Let’s now look at our Gospel reading where, again, we see faith at work in extraordinary circumstances. We have here a mother who is definitely not an Israelite. She is a Canaanite. Jesus himself acknowledges that: “I was sent only to the lost sheep of the house of Israel.” But she came and knelt before him, saying, “Lord, help me.” He answered, “It is not fair to take the children’s food and throw it to the dogs. So again, like Peter, almost identical words – Lord, help me – Lord, save me. And even though Jesus seemingly rejects her request because she was not of the Israelite children of God – she falls back, not onto a family heritage – but on the promise of God that is irrevocable. Yes, Lord, but even the dogs eat the crumbs that fall from their masters’ table.” Then Jesus answered her, “Woman, great is your faith! Let it be done for you as you wish.” And her daughter was healed instantly.
The world is holding out for a vaccine to be produced by the scientific world for comfort. Until that day what do we do? Do we live in fear? What if a vaccine is years away? What if there’s not enough to go around?

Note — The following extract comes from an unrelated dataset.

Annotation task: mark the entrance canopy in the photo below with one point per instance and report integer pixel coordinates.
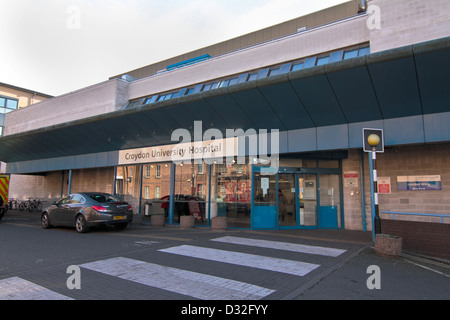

Remember, it only took a perceived shortage of toilet paper to send people into a frenzy – even violence. But we as Christians have a far greater assurance – the promise of God who promised “Never will I leave you; never will I forsake you.” (Hebrews 13:5)
Whether healing for our world, our nation, our state comes from a vaccine or from the miraculous healing of God’s hands – it is through prayer to our loving heavenly Father and his assurance that he will never leave us or forsake us because his promises are irrevocable. And that’s where we find our comfort. That means God can never go back on his promise to us. His promise to be with us always. His promise to assure our salvation.
His promise to love us unconditionally.
Yes there are times when I doubt this world and what is happening. That’s natural. But we must never doubt God’s almighty power and that he is Lord of Heaven and Earth. And that nothing can separate us from the love of God that is in Christ Jesus our Lord. The Canaanite woman did not give up her faith in Jesus even though the disciples kept urging Jesus to “Send her away” And it was these same disciples that said the very same thing to Jesus about the hungry crowds when they felt that their worldly provisions were not enough to feed them – “send them away”. They kept looking to their own strength which was not enough for the problems they faced. But God sends no one away. And even though it might seem like we are in a hopeless situation, nothing is impossible with God because hope does not disappoint us when our hope is in Jesus Christ our Lord. So let us keep persevering like this Canaanite woman urging Jesus to help us and trust that he is in control and is always in control and if God is on our side, who can be against us.